Effective alerting is the most operationally impactful aspect of observability — poor alerting causes alert fatigue, where engineers ignore pages because too many are false positives. The shift from threshold-based to SLO-based alerting (multi-window burn rate) dramatically reduces noise while catching real incidents faster. Every alert must have a corresponding runbook (linked in the alert body) with triage steps, escalation contacts, and remediation actions.

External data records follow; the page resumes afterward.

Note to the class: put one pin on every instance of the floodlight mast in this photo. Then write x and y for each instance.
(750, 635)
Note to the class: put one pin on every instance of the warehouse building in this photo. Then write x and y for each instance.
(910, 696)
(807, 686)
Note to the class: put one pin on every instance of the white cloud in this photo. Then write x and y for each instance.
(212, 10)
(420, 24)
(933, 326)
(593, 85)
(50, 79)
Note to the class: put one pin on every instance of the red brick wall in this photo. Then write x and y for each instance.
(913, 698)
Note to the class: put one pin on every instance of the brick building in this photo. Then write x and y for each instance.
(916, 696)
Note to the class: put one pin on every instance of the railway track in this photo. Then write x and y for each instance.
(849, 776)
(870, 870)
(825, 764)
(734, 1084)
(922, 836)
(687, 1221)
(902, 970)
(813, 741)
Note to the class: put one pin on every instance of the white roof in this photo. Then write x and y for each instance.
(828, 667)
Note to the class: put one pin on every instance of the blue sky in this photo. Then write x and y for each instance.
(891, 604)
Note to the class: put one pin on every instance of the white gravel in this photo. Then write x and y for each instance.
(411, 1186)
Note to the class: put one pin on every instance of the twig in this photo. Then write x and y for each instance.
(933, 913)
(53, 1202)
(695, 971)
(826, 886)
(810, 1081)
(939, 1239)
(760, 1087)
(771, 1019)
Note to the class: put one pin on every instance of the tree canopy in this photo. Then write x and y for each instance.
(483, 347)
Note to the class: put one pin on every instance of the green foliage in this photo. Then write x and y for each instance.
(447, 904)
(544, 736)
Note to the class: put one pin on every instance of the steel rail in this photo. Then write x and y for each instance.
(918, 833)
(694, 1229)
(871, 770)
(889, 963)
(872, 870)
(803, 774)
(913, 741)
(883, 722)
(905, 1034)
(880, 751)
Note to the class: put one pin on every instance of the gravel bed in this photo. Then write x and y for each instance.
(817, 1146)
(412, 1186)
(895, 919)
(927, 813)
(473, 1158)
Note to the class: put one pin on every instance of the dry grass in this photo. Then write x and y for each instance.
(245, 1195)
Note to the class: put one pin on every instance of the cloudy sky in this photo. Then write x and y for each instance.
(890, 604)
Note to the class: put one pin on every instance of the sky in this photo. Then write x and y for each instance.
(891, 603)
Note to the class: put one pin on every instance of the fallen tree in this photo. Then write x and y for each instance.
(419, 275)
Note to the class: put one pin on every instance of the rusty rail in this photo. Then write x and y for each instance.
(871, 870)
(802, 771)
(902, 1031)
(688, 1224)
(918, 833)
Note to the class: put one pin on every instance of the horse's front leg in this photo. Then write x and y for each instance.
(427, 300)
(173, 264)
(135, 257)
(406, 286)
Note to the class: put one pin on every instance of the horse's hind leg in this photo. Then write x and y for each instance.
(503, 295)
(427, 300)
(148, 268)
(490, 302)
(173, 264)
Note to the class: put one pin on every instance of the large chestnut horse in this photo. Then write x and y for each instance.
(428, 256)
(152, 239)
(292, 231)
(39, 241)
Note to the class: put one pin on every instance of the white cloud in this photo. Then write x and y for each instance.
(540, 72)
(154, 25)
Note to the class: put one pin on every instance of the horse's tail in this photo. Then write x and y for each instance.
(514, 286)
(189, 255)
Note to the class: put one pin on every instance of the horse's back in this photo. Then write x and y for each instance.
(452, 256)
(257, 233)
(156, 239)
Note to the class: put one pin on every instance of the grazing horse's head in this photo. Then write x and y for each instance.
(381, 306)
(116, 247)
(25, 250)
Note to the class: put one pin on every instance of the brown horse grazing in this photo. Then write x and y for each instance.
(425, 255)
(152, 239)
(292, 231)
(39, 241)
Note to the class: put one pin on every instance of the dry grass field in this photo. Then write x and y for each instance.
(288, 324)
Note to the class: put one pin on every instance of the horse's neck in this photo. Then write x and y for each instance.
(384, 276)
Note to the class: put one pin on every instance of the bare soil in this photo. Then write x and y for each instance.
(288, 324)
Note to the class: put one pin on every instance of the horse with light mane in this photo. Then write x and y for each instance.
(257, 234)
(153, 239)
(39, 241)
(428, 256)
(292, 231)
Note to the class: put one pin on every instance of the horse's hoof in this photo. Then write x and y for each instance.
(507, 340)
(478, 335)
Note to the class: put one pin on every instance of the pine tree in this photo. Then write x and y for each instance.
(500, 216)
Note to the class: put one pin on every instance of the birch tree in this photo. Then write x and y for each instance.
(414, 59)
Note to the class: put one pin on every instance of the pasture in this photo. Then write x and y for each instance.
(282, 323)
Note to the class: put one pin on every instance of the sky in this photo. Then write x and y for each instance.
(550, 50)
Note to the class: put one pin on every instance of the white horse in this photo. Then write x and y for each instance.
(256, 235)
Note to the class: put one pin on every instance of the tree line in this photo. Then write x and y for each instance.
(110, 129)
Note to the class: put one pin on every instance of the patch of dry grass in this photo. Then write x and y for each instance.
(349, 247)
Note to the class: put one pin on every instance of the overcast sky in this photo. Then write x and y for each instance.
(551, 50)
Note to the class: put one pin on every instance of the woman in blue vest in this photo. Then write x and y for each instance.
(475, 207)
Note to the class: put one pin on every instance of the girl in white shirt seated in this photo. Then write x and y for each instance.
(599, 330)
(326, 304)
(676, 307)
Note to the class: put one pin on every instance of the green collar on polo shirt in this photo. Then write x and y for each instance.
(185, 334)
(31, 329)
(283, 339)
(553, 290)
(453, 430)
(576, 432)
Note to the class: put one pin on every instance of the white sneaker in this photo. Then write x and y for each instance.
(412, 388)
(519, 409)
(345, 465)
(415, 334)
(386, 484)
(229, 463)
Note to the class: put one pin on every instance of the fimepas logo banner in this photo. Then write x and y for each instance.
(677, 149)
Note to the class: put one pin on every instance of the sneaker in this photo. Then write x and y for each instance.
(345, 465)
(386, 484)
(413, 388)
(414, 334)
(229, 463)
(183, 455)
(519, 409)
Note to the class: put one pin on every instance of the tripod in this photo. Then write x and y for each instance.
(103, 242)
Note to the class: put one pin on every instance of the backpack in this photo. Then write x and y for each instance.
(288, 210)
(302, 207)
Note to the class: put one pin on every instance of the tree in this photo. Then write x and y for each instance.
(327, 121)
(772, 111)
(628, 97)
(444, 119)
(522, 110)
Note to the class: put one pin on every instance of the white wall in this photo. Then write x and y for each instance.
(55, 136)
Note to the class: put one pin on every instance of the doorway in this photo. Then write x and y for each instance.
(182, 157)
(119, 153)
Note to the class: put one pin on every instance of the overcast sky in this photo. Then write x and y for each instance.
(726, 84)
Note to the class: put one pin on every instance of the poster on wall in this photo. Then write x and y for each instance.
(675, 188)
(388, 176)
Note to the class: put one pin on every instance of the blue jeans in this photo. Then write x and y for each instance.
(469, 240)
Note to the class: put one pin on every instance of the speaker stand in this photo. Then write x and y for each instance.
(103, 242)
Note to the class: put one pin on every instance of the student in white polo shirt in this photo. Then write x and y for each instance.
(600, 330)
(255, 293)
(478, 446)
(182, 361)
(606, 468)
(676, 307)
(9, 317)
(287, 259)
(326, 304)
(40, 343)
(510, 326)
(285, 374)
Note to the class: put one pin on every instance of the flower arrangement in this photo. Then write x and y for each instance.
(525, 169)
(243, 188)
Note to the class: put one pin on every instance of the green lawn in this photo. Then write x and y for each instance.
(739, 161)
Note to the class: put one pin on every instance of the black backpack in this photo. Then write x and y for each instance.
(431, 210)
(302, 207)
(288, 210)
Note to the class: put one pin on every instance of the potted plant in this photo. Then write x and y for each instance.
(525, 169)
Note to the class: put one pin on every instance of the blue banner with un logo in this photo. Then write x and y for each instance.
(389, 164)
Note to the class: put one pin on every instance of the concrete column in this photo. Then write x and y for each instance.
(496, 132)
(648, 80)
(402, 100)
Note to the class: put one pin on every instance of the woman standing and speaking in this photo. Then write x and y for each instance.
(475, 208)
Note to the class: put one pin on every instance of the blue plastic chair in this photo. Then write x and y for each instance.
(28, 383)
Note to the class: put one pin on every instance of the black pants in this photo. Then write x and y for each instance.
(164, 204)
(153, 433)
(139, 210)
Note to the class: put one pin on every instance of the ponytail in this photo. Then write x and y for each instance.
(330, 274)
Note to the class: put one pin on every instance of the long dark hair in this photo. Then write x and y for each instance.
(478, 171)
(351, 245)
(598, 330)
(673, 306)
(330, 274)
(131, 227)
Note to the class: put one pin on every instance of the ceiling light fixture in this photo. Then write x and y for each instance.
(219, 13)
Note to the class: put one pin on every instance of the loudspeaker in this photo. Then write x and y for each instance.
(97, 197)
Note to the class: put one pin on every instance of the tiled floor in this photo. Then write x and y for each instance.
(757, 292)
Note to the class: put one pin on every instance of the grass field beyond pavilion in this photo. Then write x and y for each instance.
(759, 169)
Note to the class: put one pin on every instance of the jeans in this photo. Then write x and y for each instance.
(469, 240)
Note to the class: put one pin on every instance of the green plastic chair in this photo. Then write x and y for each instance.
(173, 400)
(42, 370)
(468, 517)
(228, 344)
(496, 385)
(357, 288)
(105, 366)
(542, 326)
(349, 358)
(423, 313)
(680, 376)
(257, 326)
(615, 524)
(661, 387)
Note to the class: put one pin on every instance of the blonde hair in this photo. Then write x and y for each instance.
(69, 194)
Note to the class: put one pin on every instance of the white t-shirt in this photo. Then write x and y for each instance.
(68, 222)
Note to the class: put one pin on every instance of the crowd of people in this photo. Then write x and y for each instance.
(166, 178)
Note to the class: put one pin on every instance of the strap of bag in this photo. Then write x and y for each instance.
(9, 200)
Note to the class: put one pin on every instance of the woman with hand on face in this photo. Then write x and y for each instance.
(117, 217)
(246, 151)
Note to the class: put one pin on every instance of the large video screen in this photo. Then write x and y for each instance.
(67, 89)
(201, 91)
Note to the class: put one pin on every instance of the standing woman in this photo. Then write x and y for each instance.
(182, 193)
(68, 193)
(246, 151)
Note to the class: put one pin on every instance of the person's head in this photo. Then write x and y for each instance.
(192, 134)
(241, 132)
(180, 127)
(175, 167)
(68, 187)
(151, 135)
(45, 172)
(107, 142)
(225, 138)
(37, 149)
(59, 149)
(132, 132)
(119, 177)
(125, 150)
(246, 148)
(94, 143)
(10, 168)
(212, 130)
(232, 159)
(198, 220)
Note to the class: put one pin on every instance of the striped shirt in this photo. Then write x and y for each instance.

On-call rotations via PagerDuty or OpsGenie distribute burden fairly while maintaining response SLAs, and escalation policies ensure alerts reach a human even if the primary responder is unavailable.

Key Points

  • Alert on symptoms, not causes: page on "user-facing error rate > 1%" not "CPU > 80%" — CPU spikes may be harmless; user errors always require investigation
  • Multi-window burn rate alerts: 1h window at 14.4x + 6h window at 6x catches fast-burning incidents early; 3d window at 1x catches slow leaks — cover all scenarios
  • Every alert must have: severity (P1–P4), runbook link, affected service/SLI, error budget remaining, and a clear title answering "what is broken for whom"
  • Alert deduplication in Alertmanager: group alerts by (alertname, cluster, service) to prevent 100 identical pages for one Kubernetes node failure
  • Inhibition rules: suppress downstream service alerts when the upstream dependency is already alerting — prevents alert storms from single root causes
  • Alert fatigue reduction: review weekly; retire alerts with < 5% action rate in 90 days; convert noisy alerts to Slack-only notifications before removing them
  • On-call hygiene: primary + secondary rotation, maximum 8 hours of interrupted sleep per week per engineer (Google SRE standard), monthly on-call retrospectives
  • Runbooks should be executable, not encyclopedic: include copy-paste kubectl/aws-cli commands, decision trees ("if X see Y, else see Z"), and escalation phone numbers

Real-World Example

PagerDuty's own engineering team reported a 75% reduction in mean time to acknowledge (MTTA) after switching from threshold-based to SLO burn-rate alerts — engineers trusted pages more because nearly all were actionable.